Hire a RAIT: Redundant Array of Independent Teams

Life is Risk

Whenever you hire out work, either to a person, to a team, or to a company, there are risks. These risks can easily prevent the work from being completed, and even more easily prevent it from being completed on time. (I’m thinking mostly of software development work as I write this, but most of this applies to other domains as well.)

What could go wrong with the person/team/company you hire?

  • They get distracted by family or personal issues.
  • They turn out to not be as qualified or capable as they appeared.
  • They leave for better work. Sure, you might have a contract requiring them to finish, but your lawsuit won’t get the work done on time.
  • They turn out to not be as interested in your work as they first appeared.
  • They start with an approach which, while initially appearing wise, turns out to be poorly suited.
  • Illness or injury.

Of course you should carefully interview and check reputations to avert some of these risks, but you cannot make them all go away. You don’t always truly know who is good, who will produce. You can only estimate, with varying levels of accuracy. The future is unavoidably unknown and uncertain.

But you still want the work done, sufficiently well and sufficently soon. Or at least I do.

Redundancy Reduces Risk

A few years ago I stumbled across a way to attack many of these risks with the same, simple approach: hire N people or teams in parallel to separately attack the same work. I sometimes call this a RAIT, a Redundant Array of Independent Teams. Both the team size (one person or many), and the number of teams (N) can vary. Think of the normal practice of hiring a single person or single team as a degenerate case of RAIT with N=1.

To make RAIT practical, you need a hiring and management approach that uses your time (as the hirer) very efficiently. The key to efficiency here is to avoid doing things N times (once per team); rather, do them once, and broadcast to all N teams. For example, minimize cases where you answer developer questions in a one-off way. If you get asked a question by phone, IM, or email, answer it by adding information to a document or wiki; publish the document or wiki to all N teams. If you don’t have a publishing system or wiki technology in hand, in many cases simply using a shared Google Document is sufficient.

There are plenty of variations on the RAIT theme. For example, you might keep the teams completely isolated in terms of their interim work; this would minimize the risk that one teams’ bad ideas will contaminate the others. Or you might pass their work back and forth from time to time, since this would reduce duplicated effort (and thus cost) and speed up completion.

Another variation is to start with N teams, then incrementally trim back to a single team. For example, consider a project that will take 10 weeks to complete. You could start with three concurrent efforts. After one week, drop one of the efforts – whichever has made the least progress. After three weeks, again drop whichever team has made the least progress, leaving a single team to work all 10 weeks. As you can see in the illustration below, the total cost of this approach is 14 team-weeks of work.

How might you think about that 14 team-weeks of effort/cost?

  1. It is a 40% increase in cost over picking the right team the first time. If you can see the future, you don’t need RAIT.
  2. It is a 50% decrease compared to paying one team for 10 weeks, realizing they won’t produce, then paying another team for 10 more weeks.
  3. If you hired only one team, which doesn’t deliver on time, you might miss a market opportunity.

Still, isn’t this an obvious waste of money?

To understand the motivation here, you must first understand (and accept) that no matter how amazing your management, purchasing, and contracting skills, there remains a significant random element in the results of any non-trivial project. There is a range of possibilities, a probability function describing the likelihood with which the project will be done as a function of time.

RAIT is not about minimizing best-case cost. It is about maximizing the probability of timely, successful delivery:

  • To reduce the risk of whether your project will be delivered.
  • To reduce the risk of whether your project will be delivered on time.
  • To increase your aggregate experience (as you learn from multple teams) faster.
  • To enable bolder exploration of alternative approaches to the work.

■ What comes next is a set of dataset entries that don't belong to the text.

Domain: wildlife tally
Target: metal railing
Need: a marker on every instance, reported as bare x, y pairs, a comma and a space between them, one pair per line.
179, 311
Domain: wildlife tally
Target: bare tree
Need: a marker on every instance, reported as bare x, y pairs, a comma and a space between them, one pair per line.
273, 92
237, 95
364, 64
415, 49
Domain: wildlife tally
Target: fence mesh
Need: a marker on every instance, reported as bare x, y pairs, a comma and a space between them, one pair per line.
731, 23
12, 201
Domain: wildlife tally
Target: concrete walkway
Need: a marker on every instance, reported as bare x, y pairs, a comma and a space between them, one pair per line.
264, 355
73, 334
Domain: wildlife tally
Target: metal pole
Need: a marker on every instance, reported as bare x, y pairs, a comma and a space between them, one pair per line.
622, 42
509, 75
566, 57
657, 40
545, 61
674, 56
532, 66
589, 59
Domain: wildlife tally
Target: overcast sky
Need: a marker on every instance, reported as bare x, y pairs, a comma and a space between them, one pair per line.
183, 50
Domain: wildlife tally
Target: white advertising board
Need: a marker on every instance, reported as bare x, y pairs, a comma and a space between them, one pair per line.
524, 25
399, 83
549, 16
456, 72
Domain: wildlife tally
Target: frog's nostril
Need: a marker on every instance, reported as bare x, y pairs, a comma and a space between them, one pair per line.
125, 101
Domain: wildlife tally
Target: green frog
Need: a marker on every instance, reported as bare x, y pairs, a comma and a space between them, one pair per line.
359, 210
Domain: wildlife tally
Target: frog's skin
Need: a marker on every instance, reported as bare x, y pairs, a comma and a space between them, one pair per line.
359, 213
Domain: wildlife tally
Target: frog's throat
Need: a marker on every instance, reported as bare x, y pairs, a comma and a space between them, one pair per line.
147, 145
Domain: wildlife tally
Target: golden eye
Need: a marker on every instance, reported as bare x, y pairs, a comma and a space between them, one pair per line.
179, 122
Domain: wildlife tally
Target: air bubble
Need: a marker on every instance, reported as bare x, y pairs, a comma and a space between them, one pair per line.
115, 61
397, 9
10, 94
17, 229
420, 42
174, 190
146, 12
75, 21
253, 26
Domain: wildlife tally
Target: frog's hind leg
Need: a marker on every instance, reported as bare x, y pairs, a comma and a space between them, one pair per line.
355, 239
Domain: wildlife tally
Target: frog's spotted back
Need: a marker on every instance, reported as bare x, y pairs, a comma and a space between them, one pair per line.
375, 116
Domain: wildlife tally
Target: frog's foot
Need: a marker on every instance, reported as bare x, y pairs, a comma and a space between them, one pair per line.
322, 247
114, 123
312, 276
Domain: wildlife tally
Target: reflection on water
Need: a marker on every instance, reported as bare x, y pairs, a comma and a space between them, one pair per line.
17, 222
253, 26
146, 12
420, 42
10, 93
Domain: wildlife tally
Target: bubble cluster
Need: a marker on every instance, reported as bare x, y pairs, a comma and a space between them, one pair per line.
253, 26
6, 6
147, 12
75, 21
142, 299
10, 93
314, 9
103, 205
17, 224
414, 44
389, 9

What projects are best suited for RAIT?

Smaller projects have a lower absolute cost of duplicate efforts, so for these it is easier to consider some cost duplication. RAIT is especially well suited when hiring out work to be done “out there” by people scattered around the internet and around the world, because the risk of some of the teams/people not engaging effectively in the work is typically higher.

Very important projects justify the higher expense of RAIT. You could think of high-profile, big-dollar government technologies development programs as an example of RAIT: a government will sometimes pay two firms to developing different designs of working prototype aircraft, then choose only one of them for volume production. For a smaller-scale example, consider the notion of producing an iPhone app or Flash game for an upcoming event, where missing the date means getting no value at all for your efforts.

Thanks to David McNeil for reviewing a draft of this.